Proprio in questo periodo, mi trovo a riflettere sulla possibilità che le nostre scelte, anche (anzi, oserei dire, soprattutto) le più “sentite” non siano frutto della nostra semplice presa di posizione. Penso a quante volte, ad esempio, mi sono illuso che la mia scelta fosse la migliore da farsi. Ma, ovviamente, poteva non esserlo…per qualcun altro. Che significa? Bè, volendo estrapolare da questa banale riflessione, un significato più generale, posso dire che ciò che io sono, non è divenuto tale casualmente, o perché, improvvisamente, mi sono accorto delle “giuste” scelte da farsi, ma perché, per il mio benessere, non poteva essere altrimenti.

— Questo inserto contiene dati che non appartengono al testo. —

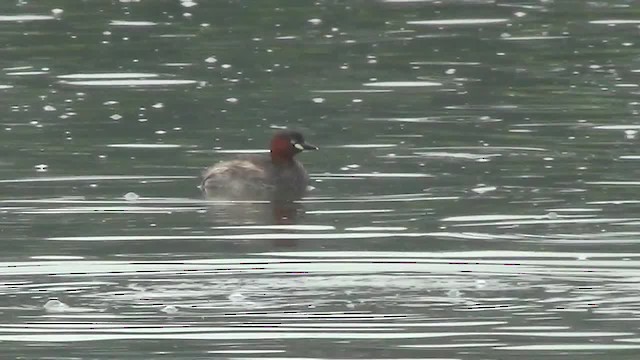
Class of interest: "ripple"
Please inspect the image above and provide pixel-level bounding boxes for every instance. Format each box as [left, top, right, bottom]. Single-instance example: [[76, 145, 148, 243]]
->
[[60, 79, 197, 87], [107, 144, 182, 149], [407, 19, 509, 26], [362, 81, 442, 87], [589, 19, 640, 25], [57, 73, 160, 79], [0, 175, 194, 184], [0, 14, 56, 22], [109, 20, 158, 26]]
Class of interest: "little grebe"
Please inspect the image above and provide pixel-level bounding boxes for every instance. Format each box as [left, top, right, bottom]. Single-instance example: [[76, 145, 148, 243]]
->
[[201, 130, 318, 201]]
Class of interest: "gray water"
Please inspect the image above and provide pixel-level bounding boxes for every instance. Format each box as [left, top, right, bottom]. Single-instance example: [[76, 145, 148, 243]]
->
[[0, 0, 640, 359]]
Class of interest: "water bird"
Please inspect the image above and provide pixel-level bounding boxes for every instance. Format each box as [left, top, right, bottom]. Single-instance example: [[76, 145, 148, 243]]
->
[[200, 130, 318, 201]]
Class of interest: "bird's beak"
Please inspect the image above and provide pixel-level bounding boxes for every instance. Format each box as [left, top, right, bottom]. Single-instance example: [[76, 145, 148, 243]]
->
[[302, 144, 318, 150]]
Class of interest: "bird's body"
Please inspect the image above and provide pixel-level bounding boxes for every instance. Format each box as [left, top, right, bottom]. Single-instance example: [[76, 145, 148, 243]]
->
[[201, 131, 317, 201]]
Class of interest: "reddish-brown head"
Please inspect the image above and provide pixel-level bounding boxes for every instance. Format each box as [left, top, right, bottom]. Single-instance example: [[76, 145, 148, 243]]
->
[[271, 130, 318, 162]]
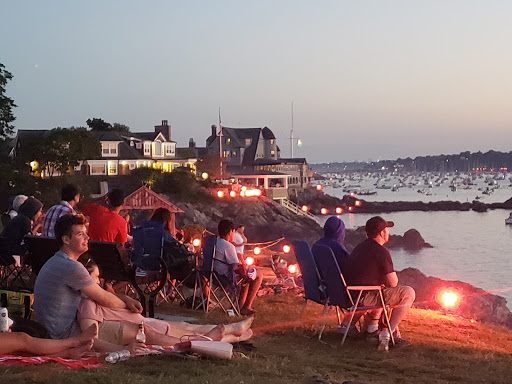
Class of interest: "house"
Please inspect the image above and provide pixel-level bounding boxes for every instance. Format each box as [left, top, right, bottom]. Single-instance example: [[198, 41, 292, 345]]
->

Come si vede, alla base di tale teoria, c’è una concezione della motivazione al benessere, come propulsore delle nostre scelte. Sembra ricordarmi il principio del piacere, a cui Freud si rivolgeva per spiegare l’accadere psichico. Mi rendo di quanto determinismo ci sia nel mio modo di simbolizzare le dinamiche mentali. Ma non vedo altre strade battibili, al momento. Ricorrendo ad un esempio pratico, possiamo immaginare come una persona sadica possa essere divenuta tale per riuscire ad esorcizzare l’aggressione che altri le rivolgevano, identificandosi con l’aggressore. Ci sono dei meccanismi difensivi che riescono a spiegarci cosa può succedere, ma, fortunatamente non ce ne danno la certezza. E nonostante ciò, quel margine di scelta che rimane all’individuo, e che può essere ritenuto sistematico; di cosa è frutto? Potremmo ricominciare da capo la nostra discussione, accorgendoci di cadere inesorabilmente di fronte all’impossibilità di chiudere il cerchio. Potremmo scoprire di essere molto prossimi al paradosso di Zenone. Che per quanto corresse, mai riusciva a raggiungere la tartaruga. Ed in effetti, così è. Allora, a mio avviso il nostro compito, come ricercatori di verità ( ma verità relative, quelle con la v minuscola, come direbbe Odifreddi) è quello di ridurre sempre più questa distanza. E per farlo abbiamo bisogno di almento due strumenti fondamentali. Il setting, ed una teoria della mente che a questo setting sappia dare senso. Cavalchiamo nelle acque dell’incertezza, e se c’è qualcuno che con questa ancora non ha ancora fatto i conti, scagli la prima pietra.

Sunday, April 01, 2007

Il bambino ama la madre perchè da lui riceve nutrimento e "calore affettivo" ( senso di protezione); ma al contempo la odia proprio perchè per gli stessi motivi ne deve dipendere. Quindi, si prodiga per possederla, farla sua, ma in ciò fallisce costantemente. La madre potrebbe essere sostituita dalla ragazza , o da qualsiasi altra cosa percepita come oggetto di soddisfacimento di bisogni in noi intensi. Ma è solo questo l'amore? Forse si, prevalentemente. Talvolta diviene impossibile riconoscere quanto ci sia di vero in affermazioni come quelle citate sopra. Sembra troppo artificioso ricorrere a quel modello, piuttosto che ad un altro ( per approfondimenti vedi post passati di Checco) . E' vero, in questo modo capisci finalmente cosa ti sta accadendo, o almeno così può sembrarti, ma, al contempo, forse perdi il gusto della sfida. Sfida con il senso con la logica, con la nostra stessa ossessione dell'avere tutto a posto. E' un pò come sedersi su di un trono di cristallo: ti da la sensazione di esserti finalmente innalzato a delle vette che avevi rimosso dalla tua coscienza; ma il gelo che inevitabilmente, ma senza fretta, si addentra nel tuo corpo, ti invita a scendere, ancora una volta, nel caldo folklore dei nostri giorni caotici. Ti invita a diventare stupidaggine, spontaneità, a potere essere quello che si considera meno desiderabile, ma che fa pur parte di noi stessi, e nessuno mai ce lo potrà togliere.